6. Un imperativo categorico: salvare l’occupazione al Sud

L’urgenza di intervenire in modo serio, senza fare propaganda, si impone di fronte alla drammatica situazione occupazionale del Sud: la Whirlpool, a Napoli, resta, per dimensioni, quasi la sola vera fabbrica del territorio, che per il resto ha subito e subisce una desertificazione paurosa, per cui quotidianamente lavori produttivi, ad alto valore aggiunto e ad alta competenza, vengono distrutti e sostituiti da profili occupazioni più “poveri”: servizi alla persona, turismo e intrattenimento, edilizia.
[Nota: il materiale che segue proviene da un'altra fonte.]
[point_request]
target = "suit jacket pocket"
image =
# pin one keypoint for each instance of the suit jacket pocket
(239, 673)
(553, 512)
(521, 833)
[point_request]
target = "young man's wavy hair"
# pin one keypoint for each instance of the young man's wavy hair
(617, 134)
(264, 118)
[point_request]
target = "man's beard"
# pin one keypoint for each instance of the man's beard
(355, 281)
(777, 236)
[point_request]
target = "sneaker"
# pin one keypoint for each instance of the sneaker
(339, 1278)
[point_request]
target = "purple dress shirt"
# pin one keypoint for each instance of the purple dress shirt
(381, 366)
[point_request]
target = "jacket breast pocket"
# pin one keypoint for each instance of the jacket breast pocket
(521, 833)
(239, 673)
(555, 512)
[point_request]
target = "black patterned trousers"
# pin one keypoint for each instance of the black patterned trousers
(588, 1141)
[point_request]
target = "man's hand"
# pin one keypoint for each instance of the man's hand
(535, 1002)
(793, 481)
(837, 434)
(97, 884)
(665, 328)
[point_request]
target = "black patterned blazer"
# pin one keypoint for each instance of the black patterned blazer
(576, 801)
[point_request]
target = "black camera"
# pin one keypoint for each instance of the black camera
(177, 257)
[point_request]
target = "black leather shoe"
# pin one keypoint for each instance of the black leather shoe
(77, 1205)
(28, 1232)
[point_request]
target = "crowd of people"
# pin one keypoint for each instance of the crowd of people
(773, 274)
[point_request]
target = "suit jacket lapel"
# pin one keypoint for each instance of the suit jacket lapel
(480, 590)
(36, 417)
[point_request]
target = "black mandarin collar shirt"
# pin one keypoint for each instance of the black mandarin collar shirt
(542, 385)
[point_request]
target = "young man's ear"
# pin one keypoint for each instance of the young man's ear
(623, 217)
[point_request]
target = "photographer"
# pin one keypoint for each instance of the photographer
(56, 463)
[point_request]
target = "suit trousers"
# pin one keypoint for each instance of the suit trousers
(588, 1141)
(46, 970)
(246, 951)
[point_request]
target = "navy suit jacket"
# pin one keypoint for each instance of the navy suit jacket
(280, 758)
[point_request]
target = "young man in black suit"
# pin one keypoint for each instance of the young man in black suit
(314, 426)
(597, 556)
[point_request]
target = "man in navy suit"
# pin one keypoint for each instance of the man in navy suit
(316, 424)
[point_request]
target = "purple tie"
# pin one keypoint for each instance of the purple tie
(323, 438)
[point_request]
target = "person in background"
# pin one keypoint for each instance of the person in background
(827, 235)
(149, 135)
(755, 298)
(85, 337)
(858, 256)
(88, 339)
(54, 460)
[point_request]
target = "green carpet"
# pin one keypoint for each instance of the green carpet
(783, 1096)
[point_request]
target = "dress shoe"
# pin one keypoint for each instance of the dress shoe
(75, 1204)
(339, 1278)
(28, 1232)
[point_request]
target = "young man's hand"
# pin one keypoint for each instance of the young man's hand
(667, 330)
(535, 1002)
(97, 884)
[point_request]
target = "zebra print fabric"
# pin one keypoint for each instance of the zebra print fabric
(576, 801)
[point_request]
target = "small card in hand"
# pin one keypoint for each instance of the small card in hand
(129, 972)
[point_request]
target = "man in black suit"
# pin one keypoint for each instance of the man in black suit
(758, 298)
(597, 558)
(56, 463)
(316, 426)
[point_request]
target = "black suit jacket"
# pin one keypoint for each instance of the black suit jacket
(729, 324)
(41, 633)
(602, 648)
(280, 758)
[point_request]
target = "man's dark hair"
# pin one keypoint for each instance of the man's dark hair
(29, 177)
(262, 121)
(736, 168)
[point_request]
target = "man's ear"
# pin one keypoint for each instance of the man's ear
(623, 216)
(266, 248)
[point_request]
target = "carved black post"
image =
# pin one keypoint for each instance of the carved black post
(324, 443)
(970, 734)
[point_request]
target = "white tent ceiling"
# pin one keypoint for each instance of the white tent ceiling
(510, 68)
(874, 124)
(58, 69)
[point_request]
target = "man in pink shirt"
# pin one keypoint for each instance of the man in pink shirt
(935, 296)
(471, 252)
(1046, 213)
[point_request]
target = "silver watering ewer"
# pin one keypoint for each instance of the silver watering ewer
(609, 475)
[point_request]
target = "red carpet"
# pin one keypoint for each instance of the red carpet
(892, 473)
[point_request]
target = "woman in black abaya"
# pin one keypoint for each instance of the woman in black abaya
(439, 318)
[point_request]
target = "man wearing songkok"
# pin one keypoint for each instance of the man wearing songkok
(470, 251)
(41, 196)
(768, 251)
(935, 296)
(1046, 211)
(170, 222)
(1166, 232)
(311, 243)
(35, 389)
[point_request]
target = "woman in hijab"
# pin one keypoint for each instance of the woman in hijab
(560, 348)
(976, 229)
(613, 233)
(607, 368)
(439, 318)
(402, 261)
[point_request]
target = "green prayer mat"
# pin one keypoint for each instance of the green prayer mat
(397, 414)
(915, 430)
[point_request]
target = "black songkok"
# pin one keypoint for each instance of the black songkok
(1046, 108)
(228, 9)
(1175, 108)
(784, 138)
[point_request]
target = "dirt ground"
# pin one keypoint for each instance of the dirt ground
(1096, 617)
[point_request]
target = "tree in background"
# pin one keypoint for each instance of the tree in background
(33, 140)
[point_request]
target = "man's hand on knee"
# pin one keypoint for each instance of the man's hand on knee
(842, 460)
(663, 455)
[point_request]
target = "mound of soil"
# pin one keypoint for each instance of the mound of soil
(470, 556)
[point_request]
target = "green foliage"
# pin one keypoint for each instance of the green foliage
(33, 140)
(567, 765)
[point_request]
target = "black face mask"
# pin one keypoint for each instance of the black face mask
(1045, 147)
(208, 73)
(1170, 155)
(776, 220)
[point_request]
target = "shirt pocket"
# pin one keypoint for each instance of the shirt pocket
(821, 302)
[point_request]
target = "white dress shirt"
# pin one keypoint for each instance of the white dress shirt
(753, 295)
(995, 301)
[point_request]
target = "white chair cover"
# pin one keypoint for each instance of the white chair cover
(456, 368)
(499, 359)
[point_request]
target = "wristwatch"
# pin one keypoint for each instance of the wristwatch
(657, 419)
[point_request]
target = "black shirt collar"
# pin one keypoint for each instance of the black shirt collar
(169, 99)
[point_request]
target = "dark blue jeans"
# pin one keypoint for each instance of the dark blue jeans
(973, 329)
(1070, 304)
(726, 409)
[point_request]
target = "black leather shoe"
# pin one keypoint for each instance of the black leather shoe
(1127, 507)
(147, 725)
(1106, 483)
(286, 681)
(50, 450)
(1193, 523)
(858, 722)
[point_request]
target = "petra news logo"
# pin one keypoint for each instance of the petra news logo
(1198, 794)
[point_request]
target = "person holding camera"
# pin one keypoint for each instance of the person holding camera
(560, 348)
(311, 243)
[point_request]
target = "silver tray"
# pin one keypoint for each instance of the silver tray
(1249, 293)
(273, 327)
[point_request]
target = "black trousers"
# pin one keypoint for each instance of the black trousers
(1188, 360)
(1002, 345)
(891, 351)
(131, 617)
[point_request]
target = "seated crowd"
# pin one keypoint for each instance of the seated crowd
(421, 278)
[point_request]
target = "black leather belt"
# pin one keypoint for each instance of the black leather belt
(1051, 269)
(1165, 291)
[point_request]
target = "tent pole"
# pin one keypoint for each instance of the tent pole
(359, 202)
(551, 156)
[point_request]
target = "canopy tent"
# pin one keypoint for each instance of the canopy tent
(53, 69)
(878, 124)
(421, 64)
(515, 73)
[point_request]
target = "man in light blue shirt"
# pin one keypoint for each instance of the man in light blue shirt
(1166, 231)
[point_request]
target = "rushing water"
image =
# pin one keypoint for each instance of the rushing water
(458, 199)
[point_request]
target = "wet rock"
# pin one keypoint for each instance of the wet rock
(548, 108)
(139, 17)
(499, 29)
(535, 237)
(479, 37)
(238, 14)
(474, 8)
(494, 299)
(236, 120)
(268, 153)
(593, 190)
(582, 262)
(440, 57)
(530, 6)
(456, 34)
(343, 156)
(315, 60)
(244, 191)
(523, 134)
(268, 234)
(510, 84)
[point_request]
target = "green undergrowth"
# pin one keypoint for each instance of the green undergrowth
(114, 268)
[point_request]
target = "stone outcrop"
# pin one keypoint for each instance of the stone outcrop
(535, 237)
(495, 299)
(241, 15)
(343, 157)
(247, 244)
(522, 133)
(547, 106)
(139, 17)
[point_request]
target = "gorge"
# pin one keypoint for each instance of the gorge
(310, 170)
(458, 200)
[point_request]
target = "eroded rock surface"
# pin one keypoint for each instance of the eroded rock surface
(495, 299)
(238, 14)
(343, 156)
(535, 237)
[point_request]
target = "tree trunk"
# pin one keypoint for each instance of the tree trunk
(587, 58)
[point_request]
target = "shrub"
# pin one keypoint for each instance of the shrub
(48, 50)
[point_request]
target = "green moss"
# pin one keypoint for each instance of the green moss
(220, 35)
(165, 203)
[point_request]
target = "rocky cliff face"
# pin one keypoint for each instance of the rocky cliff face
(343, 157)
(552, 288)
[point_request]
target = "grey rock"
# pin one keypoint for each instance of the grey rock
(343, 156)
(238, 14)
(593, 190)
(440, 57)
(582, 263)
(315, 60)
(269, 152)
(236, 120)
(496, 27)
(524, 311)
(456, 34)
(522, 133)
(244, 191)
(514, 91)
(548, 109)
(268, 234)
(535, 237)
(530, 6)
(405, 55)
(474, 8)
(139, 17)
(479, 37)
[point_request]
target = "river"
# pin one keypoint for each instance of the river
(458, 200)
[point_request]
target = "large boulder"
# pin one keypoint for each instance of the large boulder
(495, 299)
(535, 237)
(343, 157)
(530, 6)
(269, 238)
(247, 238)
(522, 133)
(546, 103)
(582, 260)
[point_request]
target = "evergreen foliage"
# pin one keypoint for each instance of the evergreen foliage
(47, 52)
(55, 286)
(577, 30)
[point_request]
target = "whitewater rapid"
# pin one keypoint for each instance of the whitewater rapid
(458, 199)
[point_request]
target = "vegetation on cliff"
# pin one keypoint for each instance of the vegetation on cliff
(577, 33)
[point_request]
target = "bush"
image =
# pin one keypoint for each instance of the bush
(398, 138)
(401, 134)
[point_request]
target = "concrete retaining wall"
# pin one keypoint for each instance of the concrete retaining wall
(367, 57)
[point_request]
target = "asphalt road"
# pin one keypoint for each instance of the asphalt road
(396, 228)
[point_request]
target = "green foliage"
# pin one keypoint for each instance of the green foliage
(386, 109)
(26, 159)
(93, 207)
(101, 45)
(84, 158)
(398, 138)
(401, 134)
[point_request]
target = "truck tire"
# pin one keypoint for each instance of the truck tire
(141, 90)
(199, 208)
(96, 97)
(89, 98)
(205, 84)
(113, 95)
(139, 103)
Lavori precari, se non a nero, sottopagati, fasce in cui si colloca la maggior parte degli attuali e futuri working poors... per mantenersi focalizzati su chi resta e cerca di sopravvivere senza cedere alle lusinghe della criminalità organizzata – la cui capacità di penetrazione tra i minorenni è cresciuta in maniera drammatica – o alle labili speranze legate all’emigrazione – due milioni di persone hanno lasciato il Sud negli ultimi anni, altro che “emergenza sbarchi”!

Oggi la vertenza Whirlpool è la vertenza di un’intera città – Napoli – di un’intera area del nostro paese – il Meridione – e di tutte le lavoratrici e tutti i lavoratori dipendenti, in primis nel settore manifatturiero che, finora, ha “retto” sulle sue spalle l’economia del paese. Cedere un po’, si diceva, significa capitolare del tutto: noi, la città di Napoli, le classi popolari di questo paese, non abbiamo nessuna intenzione di cedere, e combatteremo questa guerra fino all’ultimo!